Class SameSiteCookies


  • public class SameSiteCookies
    extends Object
    Defines the behavior of shared cookies for which a SameSite policy may be applied.

    When the SameSite setting is enabled in the security configuration, the SameSiteCookiesFilter class will create, in the HTTP response, a dedicated Set-Cookie header with a SameSite=None attribute for each shared cookie and each path of delegated UIs and previews of the product.

    Products are recommended to register at initialization time:

    Since:
    2.0.0
    See Also:
    SameSiteCookiesFilter
    • Method Detail

      • setPaths

        public static void setPaths​(String... paths)
        Registers the paths of delegated UIs and previews of the product (e.g. /servlet/oslc-connect/my-preview).

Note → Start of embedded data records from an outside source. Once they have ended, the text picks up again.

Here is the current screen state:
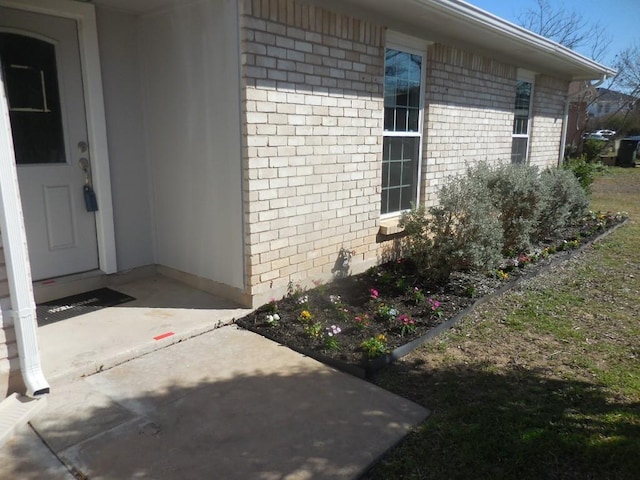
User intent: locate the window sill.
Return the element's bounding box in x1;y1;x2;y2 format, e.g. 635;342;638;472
378;217;404;235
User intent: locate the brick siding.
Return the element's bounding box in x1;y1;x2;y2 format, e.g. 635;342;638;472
529;75;569;167
241;0;384;303
422;44;517;205
241;0;566;304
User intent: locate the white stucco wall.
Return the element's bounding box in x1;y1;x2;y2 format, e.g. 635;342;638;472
140;0;244;289
96;7;154;271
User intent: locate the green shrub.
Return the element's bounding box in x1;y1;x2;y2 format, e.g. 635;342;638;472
562;155;602;194
400;205;433;271
487;164;545;256
400;164;502;281
535;168;589;241
582;138;607;162
400;163;588;281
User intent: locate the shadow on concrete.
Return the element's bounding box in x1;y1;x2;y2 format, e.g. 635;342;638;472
8;326;427;480
363;362;640;480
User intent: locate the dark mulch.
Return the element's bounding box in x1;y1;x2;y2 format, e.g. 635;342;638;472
236;214;623;373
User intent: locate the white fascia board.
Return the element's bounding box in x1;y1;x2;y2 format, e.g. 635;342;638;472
412;0;617;80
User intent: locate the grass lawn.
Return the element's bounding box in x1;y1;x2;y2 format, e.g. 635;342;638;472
364;168;640;480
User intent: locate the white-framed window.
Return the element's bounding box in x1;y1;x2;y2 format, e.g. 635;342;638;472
511;72;535;163
381;32;427;216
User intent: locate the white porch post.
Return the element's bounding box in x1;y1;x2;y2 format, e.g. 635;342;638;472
0;71;49;397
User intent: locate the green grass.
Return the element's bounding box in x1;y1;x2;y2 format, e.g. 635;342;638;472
365;168;640;480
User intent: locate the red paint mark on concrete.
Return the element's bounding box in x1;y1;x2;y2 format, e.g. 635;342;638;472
153;332;173;340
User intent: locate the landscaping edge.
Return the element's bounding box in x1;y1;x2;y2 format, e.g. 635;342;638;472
238;218;629;379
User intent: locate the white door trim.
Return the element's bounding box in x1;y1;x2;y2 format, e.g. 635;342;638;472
0;0;117;273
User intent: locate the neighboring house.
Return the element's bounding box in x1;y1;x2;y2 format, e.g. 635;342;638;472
565;81;598;148
587;88;638;118
0;0;615;408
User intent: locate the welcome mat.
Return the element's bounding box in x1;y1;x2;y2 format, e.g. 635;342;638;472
36;288;135;326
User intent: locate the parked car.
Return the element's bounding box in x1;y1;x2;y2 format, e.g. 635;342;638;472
593;130;616;137
582;133;611;142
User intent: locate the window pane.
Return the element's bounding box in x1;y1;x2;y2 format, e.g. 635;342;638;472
382;137;420;214
388;187;400;212
511;137;529;163
384;49;422;132
513;80;531;135
0;33;66;165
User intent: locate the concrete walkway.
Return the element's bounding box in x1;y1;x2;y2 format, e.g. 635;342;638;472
0;276;428;480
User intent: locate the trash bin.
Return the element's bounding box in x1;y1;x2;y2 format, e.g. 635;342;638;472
616;136;640;167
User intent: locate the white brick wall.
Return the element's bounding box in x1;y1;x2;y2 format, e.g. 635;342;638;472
242;0;566;304
422;44;517;205
529;75;569;167
242;0;383;303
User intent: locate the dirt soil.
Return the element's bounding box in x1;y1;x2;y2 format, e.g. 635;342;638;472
236;214;622;371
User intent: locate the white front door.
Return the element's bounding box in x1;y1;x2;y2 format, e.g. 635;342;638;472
0;7;99;280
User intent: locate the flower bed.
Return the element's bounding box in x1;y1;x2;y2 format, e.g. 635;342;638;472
236;213;625;377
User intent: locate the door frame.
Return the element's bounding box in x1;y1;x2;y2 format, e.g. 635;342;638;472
0;0;117;274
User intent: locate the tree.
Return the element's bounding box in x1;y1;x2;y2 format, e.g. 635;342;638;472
517;0;611;61
616;43;640;98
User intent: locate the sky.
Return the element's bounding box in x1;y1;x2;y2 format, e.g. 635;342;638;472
465;0;640;67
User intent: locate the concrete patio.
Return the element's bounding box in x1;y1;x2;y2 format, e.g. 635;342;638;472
0;276;428;480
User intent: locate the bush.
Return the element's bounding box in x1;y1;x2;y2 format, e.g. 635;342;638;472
582;138;607;162
400;165;502;281
487;165;546;256
535;168;589;241
400;163;588;281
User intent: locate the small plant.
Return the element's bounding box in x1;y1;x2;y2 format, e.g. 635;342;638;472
517;253;532;268
324;325;342;350
329;295;342;307
313;280;327;296
398;315;416;337
429;297;443;318
262;298;278;314
467;285;478;298
287;280;309;305
304;322;322;338
493;268;509;280
265;313;280;327
353;313;371;330
360;333;387;358
376;303;398;321
411;287;425;305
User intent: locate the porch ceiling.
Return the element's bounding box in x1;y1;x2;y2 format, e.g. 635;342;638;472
86;0;178;15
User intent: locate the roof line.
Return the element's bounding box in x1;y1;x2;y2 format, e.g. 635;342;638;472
413;0;618;77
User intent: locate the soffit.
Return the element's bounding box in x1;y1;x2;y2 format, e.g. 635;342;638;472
314;0;615;80
85;0;615;80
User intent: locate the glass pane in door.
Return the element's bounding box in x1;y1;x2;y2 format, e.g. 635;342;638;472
0;33;66;165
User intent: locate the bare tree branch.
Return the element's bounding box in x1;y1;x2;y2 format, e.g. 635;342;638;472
517;0;611;61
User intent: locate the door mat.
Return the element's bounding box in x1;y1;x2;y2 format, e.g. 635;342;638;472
36;288;135;326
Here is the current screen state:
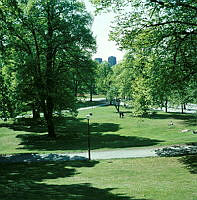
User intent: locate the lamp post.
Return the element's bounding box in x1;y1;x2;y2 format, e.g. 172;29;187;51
86;113;92;160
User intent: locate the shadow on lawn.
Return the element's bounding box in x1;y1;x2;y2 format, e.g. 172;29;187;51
0;161;149;200
14;118;163;151
179;154;197;174
146;112;197;126
0;117;164;151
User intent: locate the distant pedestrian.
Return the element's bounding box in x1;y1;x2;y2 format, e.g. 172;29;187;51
119;112;124;118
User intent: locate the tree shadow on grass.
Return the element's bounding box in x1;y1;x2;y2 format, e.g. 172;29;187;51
0;161;148;200
17;119;164;151
179;154;197;174
145;112;197;126
1;117;164;151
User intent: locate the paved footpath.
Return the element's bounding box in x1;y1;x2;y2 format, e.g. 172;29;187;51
0;148;158;163
68;148;158;160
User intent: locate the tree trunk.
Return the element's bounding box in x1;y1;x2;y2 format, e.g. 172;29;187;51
90;88;93;102
181;104;184;114
42;97;56;138
165;100;168;113
32;104;40;120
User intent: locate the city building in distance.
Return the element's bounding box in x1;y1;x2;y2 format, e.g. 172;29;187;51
108;56;116;66
94;58;103;64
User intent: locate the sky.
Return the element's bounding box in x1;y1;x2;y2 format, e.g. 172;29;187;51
84;0;124;62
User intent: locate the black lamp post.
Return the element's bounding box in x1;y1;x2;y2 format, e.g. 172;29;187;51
86;113;92;160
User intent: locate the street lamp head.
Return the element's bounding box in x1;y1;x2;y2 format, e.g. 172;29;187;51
86;115;90;119
86;113;92;119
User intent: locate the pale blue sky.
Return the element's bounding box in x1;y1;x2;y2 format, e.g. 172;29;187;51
84;0;124;61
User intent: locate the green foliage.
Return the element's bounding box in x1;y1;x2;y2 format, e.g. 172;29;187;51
96;62;112;95
0;0;95;135
92;0;197;113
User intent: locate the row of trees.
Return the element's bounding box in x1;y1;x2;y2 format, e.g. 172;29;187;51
92;0;197;115
0;0;96;137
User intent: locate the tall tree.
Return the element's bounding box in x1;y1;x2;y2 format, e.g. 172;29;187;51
0;0;95;137
92;0;197;114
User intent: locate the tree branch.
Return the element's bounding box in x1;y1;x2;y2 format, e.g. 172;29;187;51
146;20;197;27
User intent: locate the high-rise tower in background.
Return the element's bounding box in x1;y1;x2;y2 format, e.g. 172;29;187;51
94;58;103;63
108;56;116;66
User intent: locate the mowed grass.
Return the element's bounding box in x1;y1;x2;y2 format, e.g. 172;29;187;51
0;155;197;200
0;106;197;154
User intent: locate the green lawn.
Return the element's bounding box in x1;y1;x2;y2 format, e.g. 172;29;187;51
0;156;197;200
0;106;197;154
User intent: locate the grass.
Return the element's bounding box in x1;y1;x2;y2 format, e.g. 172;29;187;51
0;106;197;154
0;156;197;200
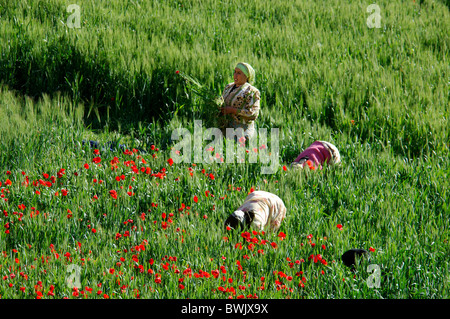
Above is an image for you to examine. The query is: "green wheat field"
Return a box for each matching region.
[0,0,450,299]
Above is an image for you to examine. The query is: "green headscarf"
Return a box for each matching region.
[236,62,255,84]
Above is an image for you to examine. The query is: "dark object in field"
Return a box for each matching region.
[225,210,255,231]
[341,249,369,270]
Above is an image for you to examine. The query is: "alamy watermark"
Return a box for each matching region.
[171,120,279,174]
[66,4,81,29]
[66,264,81,289]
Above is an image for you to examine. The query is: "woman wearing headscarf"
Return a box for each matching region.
[225,191,286,231]
[220,62,260,139]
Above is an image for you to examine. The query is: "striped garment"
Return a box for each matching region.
[291,141,341,169]
[232,191,286,231]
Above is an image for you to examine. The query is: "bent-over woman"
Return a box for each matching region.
[220,62,260,139]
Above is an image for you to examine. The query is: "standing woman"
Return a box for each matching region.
[220,62,260,139]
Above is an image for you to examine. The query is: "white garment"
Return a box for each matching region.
[236,191,286,231]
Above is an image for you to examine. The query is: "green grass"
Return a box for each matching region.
[0,0,450,299]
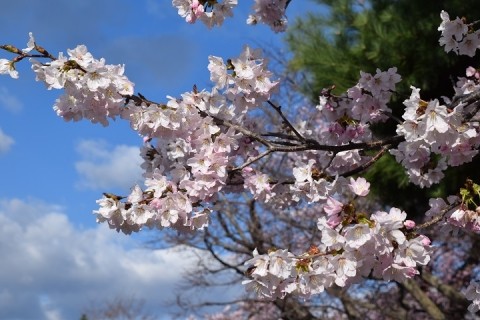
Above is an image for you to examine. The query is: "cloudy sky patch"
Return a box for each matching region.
[0,199,201,320]
[75,140,142,192]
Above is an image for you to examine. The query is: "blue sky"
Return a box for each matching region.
[0,0,318,320]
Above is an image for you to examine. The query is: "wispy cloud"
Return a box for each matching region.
[75,140,142,191]
[0,199,201,320]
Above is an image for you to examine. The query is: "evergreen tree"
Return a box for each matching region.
[287,0,480,216]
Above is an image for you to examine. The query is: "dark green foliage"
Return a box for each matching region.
[287,0,480,216]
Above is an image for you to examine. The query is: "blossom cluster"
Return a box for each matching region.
[438,10,480,57]
[172,0,289,32]
[172,0,238,28]
[31,37,134,126]
[95,47,277,233]
[247,0,288,32]
[244,178,430,299]
[0,6,480,310]
[390,67,480,188]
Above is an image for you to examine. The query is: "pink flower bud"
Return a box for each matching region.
[403,220,415,230]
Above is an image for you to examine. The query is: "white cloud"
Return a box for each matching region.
[0,87,23,113]
[0,199,201,320]
[0,129,15,154]
[75,140,142,191]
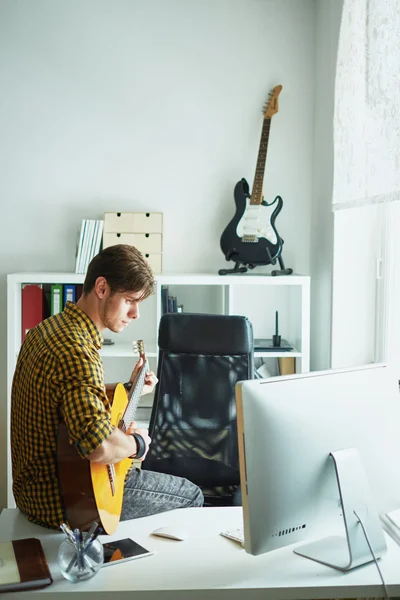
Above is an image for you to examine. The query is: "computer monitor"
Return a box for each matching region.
[236,365,400,570]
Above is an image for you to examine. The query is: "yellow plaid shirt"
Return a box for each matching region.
[11,302,113,528]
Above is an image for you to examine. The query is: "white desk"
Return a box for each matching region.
[0,508,400,600]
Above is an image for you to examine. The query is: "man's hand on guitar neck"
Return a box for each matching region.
[125,421,151,462]
[87,421,151,465]
[134,357,158,396]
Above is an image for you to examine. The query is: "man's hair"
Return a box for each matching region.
[83,244,155,300]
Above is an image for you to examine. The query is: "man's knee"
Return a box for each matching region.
[192,484,204,506]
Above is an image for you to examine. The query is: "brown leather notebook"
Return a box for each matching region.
[0,538,53,593]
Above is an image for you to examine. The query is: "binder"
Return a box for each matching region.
[21,283,44,341]
[0,538,53,592]
[63,283,76,306]
[51,284,63,315]
[161,285,169,315]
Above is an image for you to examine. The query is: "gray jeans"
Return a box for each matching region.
[121,468,204,521]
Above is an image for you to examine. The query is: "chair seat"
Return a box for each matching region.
[146,456,240,487]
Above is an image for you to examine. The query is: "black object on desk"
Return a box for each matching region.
[254,311,293,352]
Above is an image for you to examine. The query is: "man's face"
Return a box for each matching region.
[101,291,143,333]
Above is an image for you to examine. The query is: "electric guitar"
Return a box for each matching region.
[220,85,283,267]
[57,340,149,535]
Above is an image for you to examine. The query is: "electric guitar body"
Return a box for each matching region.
[220,85,283,267]
[57,341,148,535]
[220,179,283,265]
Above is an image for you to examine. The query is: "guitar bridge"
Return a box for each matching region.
[107,465,115,496]
[242,235,258,244]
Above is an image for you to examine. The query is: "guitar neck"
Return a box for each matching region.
[250,118,271,204]
[122,360,149,429]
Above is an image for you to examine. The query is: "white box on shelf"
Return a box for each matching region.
[132,213,163,233]
[104,212,134,233]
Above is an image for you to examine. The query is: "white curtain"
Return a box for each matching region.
[333,0,400,210]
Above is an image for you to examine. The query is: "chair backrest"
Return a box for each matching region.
[143,313,254,500]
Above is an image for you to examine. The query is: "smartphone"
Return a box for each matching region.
[103,538,154,567]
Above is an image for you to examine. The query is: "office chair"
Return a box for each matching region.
[142,313,254,506]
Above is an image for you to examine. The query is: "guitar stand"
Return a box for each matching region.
[218,249,293,277]
[271,256,293,277]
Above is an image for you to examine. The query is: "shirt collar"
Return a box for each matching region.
[64,301,104,350]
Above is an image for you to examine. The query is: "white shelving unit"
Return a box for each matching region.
[7,273,310,507]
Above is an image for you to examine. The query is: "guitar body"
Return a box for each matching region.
[220,179,283,265]
[57,383,132,535]
[90,383,133,535]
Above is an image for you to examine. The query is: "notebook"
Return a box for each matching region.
[0,538,53,592]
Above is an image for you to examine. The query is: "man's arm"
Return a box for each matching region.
[86,422,151,465]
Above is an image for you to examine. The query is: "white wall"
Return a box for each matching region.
[332,204,384,368]
[311,0,343,371]
[0,0,315,506]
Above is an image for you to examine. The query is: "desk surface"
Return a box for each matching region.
[0,507,400,600]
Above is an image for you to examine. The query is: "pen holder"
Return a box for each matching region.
[57,533,104,582]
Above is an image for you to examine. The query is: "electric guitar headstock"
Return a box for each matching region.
[263,85,282,119]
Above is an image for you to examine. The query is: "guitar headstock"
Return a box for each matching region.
[132,340,145,359]
[263,85,282,119]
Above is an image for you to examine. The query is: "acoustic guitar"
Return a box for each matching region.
[57,340,149,535]
[220,85,283,267]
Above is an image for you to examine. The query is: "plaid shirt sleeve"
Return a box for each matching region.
[59,344,114,458]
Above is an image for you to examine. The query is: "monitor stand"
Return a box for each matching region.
[294,448,386,571]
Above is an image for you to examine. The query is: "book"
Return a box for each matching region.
[21,283,44,341]
[51,284,63,315]
[0,538,53,592]
[63,283,76,306]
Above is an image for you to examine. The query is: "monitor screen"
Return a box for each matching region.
[236,365,400,554]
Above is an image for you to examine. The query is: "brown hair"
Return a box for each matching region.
[83,244,155,300]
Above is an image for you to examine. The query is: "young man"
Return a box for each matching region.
[11,244,203,528]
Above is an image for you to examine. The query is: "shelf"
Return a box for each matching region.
[7,272,310,286]
[254,348,303,358]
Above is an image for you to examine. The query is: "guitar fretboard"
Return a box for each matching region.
[122,359,149,429]
[250,118,271,204]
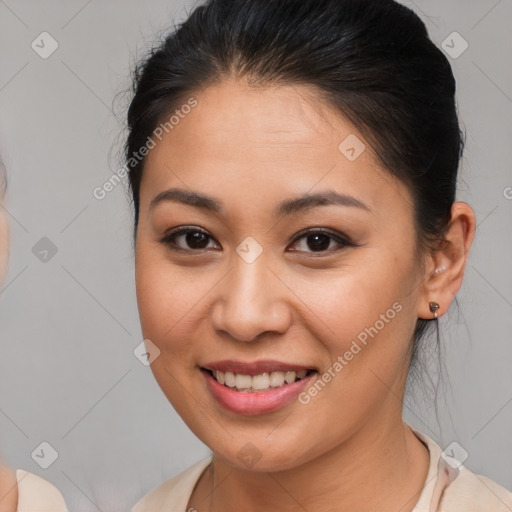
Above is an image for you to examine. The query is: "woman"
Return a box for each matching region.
[126,0,512,512]
[0,161,67,512]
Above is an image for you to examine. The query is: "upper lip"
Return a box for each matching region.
[202,359,315,376]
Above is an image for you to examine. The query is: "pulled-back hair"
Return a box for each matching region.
[125,0,464,388]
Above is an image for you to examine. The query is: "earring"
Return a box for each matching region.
[429,302,440,320]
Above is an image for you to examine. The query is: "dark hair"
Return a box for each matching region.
[125,0,464,398]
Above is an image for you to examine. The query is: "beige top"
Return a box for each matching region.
[131,427,512,512]
[16,469,68,512]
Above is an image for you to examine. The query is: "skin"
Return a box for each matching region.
[135,79,475,512]
[0,185,18,512]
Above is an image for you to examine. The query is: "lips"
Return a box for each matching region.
[200,360,318,415]
[202,360,318,377]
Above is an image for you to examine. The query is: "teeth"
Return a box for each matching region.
[284,372,295,384]
[213,370,307,392]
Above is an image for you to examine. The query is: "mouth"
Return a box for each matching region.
[201,367,318,393]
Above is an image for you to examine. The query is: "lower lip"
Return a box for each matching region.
[201,369,317,414]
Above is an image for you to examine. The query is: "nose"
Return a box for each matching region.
[211,256,292,342]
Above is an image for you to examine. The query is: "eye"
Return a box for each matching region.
[292,229,356,253]
[159,227,357,253]
[159,228,218,252]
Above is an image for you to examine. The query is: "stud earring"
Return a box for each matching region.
[429,302,440,320]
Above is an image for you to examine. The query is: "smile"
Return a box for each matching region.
[202,370,315,393]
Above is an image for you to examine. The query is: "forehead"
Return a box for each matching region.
[141,80,407,216]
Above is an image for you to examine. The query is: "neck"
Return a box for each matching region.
[187,417,429,512]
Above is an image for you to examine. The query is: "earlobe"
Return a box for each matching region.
[418,202,476,319]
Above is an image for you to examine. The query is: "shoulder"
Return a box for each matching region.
[439,466,512,512]
[16,469,68,512]
[131,456,212,512]
[411,427,512,512]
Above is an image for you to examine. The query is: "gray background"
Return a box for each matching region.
[0,0,512,511]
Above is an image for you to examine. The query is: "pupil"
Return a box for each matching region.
[308,234,329,250]
[186,231,208,249]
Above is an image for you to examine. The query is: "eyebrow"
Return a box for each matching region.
[149,188,371,217]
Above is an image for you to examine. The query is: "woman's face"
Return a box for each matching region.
[136,81,425,471]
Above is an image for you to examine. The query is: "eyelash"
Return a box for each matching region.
[159,227,357,255]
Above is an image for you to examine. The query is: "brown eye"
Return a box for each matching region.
[160,228,217,251]
[293,230,355,253]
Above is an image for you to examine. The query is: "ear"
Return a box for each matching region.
[418,201,476,319]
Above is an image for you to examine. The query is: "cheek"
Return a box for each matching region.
[135,247,212,360]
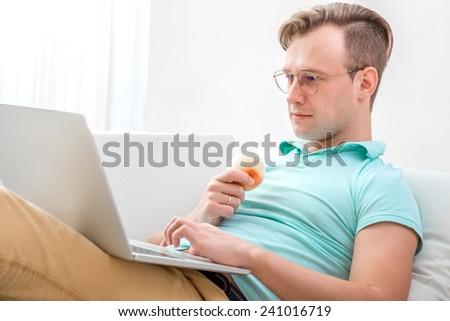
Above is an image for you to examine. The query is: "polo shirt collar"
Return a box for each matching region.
[279,140,386,159]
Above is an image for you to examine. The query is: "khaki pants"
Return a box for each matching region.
[0,188,227,301]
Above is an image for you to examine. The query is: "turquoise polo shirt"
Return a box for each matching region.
[220,141,422,300]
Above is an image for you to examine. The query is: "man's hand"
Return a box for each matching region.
[187,169,254,225]
[161,217,260,267]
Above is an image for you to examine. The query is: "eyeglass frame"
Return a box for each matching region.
[272,67,364,96]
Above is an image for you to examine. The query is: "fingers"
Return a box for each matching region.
[215,168,255,186]
[161,216,198,247]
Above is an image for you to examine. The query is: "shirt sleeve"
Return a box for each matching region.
[354,165,423,254]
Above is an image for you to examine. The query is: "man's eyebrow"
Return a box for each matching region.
[282,68,327,75]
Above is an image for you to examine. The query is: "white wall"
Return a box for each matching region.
[148,0,450,171]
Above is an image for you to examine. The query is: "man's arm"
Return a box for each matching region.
[147,169,254,245]
[165,218,419,300]
[249,223,418,300]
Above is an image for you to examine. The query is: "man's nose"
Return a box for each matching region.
[286,77,306,104]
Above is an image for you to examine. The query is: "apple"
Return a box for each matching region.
[231,154,266,191]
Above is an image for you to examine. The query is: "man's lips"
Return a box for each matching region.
[291,113,312,121]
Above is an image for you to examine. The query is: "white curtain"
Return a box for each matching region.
[0,0,150,130]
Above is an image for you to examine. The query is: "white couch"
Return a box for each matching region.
[403,169,450,301]
[96,135,450,300]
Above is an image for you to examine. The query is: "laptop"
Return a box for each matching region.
[0,105,250,274]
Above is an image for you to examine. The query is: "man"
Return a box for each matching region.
[0,4,422,300]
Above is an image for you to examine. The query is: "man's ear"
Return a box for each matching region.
[357,67,378,99]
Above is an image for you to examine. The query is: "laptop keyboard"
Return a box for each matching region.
[130,244,211,262]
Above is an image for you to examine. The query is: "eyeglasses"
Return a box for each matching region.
[273,68,364,96]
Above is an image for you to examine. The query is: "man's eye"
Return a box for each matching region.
[302,75,317,83]
[286,75,294,84]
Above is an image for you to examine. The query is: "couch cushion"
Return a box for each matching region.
[403,168,450,300]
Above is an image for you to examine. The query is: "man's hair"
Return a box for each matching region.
[279,3,394,109]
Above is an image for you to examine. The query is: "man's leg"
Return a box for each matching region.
[0,188,227,300]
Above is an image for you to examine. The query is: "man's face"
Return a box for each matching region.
[283,25,358,147]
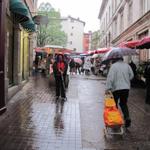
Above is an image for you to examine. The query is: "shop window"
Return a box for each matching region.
[6,19,14,86]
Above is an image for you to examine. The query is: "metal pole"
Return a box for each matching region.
[0,0,6,114]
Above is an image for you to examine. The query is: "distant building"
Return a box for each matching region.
[98,0,150,61]
[83,31,92,51]
[61,16,85,52]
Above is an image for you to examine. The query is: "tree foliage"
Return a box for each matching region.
[37,3,67,46]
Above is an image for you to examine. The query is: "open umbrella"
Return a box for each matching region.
[74,58,82,64]
[119,40,140,48]
[102,47,137,61]
[136,37,150,49]
[94,48,110,54]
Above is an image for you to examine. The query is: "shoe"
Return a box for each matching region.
[125,119,131,128]
[62,97,67,102]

        Products are recommended to register at initialization time those paths.

        Parameters:
        paths - the paths of delegated UIs and previews of the product
        See Also:
        SameSiteCookiesFilter
      • setDefaultNames

        public static void setDefaultNames​(String... cookies)
                                    throws SettingStoreException
        Registers the given cookie names as default shared cookies (e.g JSESSIONID).

        Products are recommended to register at initialization time the default session cookies as shared cookies. The session cookie is usually JSESSIONID, but this may vary depending on the web container or integration.

        It is worth noting that this method is only for initializing the list of default shared cookies. It doesn't alter the actual list of shared cookies if they were configured by the server administrator.

        Parameters:
        cookies - the cookie names to set as default in the Shared Cookies setting.
        Throws:
        SettingStoreException - if an error occurs while querying or updating the setting store.